How to choose a graph database: we compare 8 favorites

by Andrew Disney, 19th October 2023

If you’ve found this article, the chances are you:

Need to build a powerful graph or graph analytics application
Are debating which is the right datastore for your project
Want an introduction to the graph database landscape

Over the years we’ve helped thousands of teams visualize their data, working with (probably) every major graph database on the market.

Each has its own strengths and weaknesses, and the best option for you will depend on your specific use case and requirements. That’s why our data visualization SDKs are database agnostic: so you’re free to choose the right stack for your application.

In this post, we’ll take a look at some of the factors you could investigate, and introduce the eight databases our customers work with most often:

Amazon Neptune

ArangoDB

Azure Cosmos DB

Google Spanner Graph

JanusGraph

MarkLogic

Neo4j

TigerGraph

Why these eight graph databases?

There have been a lot of new entrants and innovations in the graph database category, with some vendors slowly dipping below the radar, or always staying on the periphery. We’ve focused on the ones we see consistently.
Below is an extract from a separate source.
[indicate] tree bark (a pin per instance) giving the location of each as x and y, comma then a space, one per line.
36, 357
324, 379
Needless to say, this post isn’t a substitute for your own research. We’ve seen how much effort it is to switch databases mid-project. Investing time to test drive your chosen database – with real data and queries – is key.

What is a graph database?

Graph databases are datastores optimized for connected data.

They store information in a graph model, meaning data points can be queried in relation to their connections with other data points. This makes it easier to run complex queries that would be prohibitively slow in traditional databases, and to draw insights from connections between disparate pieces of information.

The list of graph database use cases is long, and growing, including fraud detection, cyber security, network/IT management, knowledge graphs, supply chain and recommendation engines.

A cyber security graph visualization, built with the KeyLines graph visualization SDK

Do I need a graph database?

This is the first question you need to ask yourself. Many of our customers successfully build fast and scalable graph visualization applications without a graph database.

The answer probably depends more on the complexity of your queries than the connectedness of your data. Relational databases (with recursive SQL queries), document stores, key-value stores, etc., can handle many graph-type problems. Chances are you already have one in your organization too.

In our experience, graph databases make most sense if you’re running complex analytical or pathfinding queries with 4 or more traversals – that is, 4+ node ‘hops’ from your starting point – or simpler graph queries that require real-time processing.

Graph database factors to consider

Native vs multi-model graph databases

One way to categorize graph databases is by their native or multi-model format.

Native graph databases are ‘graph first’. In other words, they support only the graph model. According to Gartner’s 2022 Market Guide for Graph Database Management, native options “may be more applicable for resource-heavy processing involving real-time calculations, machine learning or even standard queries on graphs that have several billions of nodes and edges”.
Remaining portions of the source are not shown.